Oil prices lifted during Asia's Friday trade and were on track for their second straight weekly gain, buoyed by signs of easing tensions between the United States and China.
However, gains were capped by concerns over a potential return of Iranian supply and rising global output forecasts.
As of 3:10 pm AEST (5:10 am GMT), Brent crude rose $0.32, or 0.5%, to US$64.85 per barrel, while U.S. West Texas Intermediate (WTI) crude futures gained $0.35, or 0.6%, to trade at US$61.97.
Both benchmarks had fallen more than 2% in the previous session amid concerns about a possible Iranian nuclear agreement that could reintroduce Iranian barrels to the market.
"The easing geopolitical risks weighed on sentiment already burdened by fears of rising supply from fellow OPEC members," ANZ analysts said. "After agreeing to accelerate the phase-out of the 2.2 million barrels per day in voluntary cuts in May and June, there are growing expectations that the group will extend the 411,000 barrels per day monthly supply increase into July.
"This equates to more than half of the voluntary cuts being phased out within three months, instead of the originally scheduled 18-month plan."

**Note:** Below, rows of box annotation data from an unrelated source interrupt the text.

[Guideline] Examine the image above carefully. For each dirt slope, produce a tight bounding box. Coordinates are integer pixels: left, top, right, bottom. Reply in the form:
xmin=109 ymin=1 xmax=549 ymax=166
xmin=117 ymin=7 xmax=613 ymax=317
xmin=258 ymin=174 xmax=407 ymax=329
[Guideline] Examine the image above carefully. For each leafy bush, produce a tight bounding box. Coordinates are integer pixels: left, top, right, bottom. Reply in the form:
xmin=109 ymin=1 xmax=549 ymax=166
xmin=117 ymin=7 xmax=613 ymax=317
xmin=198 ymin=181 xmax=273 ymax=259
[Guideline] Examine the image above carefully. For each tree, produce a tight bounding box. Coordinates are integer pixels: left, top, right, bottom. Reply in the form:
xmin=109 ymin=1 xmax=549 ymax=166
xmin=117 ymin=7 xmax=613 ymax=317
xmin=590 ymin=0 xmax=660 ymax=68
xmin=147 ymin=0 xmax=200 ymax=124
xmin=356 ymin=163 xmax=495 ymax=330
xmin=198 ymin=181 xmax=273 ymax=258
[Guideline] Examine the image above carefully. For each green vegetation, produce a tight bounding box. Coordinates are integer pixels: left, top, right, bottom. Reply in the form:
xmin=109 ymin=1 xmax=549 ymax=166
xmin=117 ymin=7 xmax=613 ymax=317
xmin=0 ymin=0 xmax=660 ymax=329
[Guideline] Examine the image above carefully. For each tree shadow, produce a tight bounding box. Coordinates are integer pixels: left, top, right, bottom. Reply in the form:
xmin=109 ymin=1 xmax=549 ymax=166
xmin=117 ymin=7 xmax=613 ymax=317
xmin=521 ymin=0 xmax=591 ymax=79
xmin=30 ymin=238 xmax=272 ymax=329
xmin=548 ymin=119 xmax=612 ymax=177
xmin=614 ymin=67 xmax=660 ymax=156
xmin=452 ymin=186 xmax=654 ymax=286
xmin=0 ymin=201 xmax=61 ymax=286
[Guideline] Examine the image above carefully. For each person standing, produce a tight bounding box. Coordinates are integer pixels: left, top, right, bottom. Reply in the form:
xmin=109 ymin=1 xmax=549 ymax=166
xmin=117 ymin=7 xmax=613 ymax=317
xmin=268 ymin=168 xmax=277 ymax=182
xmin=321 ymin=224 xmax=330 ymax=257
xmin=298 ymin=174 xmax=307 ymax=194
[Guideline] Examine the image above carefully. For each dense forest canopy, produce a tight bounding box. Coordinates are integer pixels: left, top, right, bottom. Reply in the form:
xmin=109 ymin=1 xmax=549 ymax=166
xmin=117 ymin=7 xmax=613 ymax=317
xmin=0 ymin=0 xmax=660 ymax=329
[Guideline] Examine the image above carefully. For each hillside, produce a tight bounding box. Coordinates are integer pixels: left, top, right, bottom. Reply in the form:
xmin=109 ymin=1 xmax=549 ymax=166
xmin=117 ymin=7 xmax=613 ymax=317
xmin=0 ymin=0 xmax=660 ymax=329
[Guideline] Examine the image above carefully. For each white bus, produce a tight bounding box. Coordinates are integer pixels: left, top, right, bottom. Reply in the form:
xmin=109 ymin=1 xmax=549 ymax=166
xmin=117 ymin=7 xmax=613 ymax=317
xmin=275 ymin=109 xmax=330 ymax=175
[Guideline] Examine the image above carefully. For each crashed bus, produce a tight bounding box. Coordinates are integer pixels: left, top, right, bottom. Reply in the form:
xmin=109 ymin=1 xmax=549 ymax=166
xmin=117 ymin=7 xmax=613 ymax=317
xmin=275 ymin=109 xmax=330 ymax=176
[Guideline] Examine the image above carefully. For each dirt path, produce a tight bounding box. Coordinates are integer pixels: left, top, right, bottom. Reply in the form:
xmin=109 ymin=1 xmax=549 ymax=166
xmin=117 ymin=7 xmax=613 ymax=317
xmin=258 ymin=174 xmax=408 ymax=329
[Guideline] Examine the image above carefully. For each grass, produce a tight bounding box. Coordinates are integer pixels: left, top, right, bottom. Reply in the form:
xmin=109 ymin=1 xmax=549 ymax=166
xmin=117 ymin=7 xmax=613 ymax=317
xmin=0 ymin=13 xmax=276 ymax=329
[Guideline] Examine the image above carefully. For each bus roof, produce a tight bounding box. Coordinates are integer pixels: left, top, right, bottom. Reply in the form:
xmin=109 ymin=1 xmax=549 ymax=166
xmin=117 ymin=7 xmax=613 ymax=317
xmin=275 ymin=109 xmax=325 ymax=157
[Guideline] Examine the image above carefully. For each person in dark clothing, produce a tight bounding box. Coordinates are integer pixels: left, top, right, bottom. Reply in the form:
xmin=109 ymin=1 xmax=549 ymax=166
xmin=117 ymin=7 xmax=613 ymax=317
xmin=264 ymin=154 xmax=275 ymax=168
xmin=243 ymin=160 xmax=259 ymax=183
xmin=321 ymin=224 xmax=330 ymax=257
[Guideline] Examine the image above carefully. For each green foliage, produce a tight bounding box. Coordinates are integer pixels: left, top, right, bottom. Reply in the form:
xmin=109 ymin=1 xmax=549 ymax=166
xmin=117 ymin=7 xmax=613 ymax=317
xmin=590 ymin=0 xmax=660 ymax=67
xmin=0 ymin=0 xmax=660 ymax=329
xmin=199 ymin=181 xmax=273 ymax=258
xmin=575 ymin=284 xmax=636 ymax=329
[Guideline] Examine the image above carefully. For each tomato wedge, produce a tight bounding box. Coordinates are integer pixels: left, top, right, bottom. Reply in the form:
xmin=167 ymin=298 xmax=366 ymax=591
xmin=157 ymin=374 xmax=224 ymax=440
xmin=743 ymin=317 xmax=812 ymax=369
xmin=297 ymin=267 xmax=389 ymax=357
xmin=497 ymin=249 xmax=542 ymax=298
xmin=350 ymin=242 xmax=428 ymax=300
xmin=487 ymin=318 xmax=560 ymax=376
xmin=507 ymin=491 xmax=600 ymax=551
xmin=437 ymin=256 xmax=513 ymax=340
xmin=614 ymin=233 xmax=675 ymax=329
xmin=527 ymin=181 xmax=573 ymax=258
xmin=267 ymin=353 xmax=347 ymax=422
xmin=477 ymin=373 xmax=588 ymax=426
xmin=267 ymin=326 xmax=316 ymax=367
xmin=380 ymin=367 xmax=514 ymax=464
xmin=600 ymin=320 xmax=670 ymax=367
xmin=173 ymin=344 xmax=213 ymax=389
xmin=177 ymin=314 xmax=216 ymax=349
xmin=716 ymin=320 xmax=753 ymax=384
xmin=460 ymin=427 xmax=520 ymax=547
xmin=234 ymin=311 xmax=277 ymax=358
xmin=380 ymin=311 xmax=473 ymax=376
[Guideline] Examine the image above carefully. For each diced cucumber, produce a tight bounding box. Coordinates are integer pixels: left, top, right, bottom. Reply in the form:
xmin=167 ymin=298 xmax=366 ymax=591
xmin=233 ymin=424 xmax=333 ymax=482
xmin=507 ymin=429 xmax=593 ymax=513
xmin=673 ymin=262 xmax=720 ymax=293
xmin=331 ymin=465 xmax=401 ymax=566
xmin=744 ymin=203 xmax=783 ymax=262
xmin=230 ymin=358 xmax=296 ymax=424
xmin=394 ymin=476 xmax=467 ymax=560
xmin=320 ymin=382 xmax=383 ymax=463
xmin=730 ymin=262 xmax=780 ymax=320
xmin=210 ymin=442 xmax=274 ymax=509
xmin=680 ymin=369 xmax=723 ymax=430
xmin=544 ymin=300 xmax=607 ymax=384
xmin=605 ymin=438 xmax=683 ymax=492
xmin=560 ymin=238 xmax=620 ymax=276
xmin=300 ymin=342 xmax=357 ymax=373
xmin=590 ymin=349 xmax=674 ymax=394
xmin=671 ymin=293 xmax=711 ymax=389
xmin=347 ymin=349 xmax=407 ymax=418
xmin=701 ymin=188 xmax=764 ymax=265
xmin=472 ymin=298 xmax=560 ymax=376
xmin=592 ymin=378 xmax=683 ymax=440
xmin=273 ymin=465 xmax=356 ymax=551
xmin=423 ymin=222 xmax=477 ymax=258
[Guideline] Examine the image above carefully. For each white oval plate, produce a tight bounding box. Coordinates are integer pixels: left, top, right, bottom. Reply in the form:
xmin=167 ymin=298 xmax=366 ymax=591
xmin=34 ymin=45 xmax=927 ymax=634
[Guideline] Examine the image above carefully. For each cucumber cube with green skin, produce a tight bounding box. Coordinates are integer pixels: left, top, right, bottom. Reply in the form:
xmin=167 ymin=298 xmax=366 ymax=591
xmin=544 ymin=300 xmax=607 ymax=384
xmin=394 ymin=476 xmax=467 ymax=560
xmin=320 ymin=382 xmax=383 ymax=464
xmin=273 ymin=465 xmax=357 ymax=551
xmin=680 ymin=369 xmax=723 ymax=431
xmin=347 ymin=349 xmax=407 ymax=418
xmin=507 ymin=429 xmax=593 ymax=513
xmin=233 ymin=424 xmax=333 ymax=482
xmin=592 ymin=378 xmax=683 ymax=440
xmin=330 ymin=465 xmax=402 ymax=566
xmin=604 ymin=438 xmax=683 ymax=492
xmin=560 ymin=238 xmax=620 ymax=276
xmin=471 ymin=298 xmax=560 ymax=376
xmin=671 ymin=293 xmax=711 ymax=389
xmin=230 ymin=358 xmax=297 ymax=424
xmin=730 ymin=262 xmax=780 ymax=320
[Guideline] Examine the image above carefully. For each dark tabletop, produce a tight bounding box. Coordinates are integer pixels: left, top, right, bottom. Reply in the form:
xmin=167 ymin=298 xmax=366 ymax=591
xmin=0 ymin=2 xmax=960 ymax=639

Nevertheless, Brent and WTI were up about 1% on the week, reflecting earlier strength driven by improving sentiment.
The rally was underpinned by news that Washington and Beijing, the world's two largest oil consumers, had agreed to a 90-day truce in their trade dispute, including mutual tariff reductions. The move temporarily eased fears of further global economic deterioration.
Meanwhile, in its latest Oil Market Report for May, the IEA forecast demand growth of just 650,000 bpd for the remainder of 2025, with the agency citing mounting economic headwinds and record electric vehicle (EV) sales as key factors weighing on oil consumption.
Additional downward pressure came from data released earlier in the week by the U.S. Energy Information Administration (EIA), which showed a larger-than-expected increase in crude inventories - raising concerns about weakening demand in the United States, the world's largest oil consumer.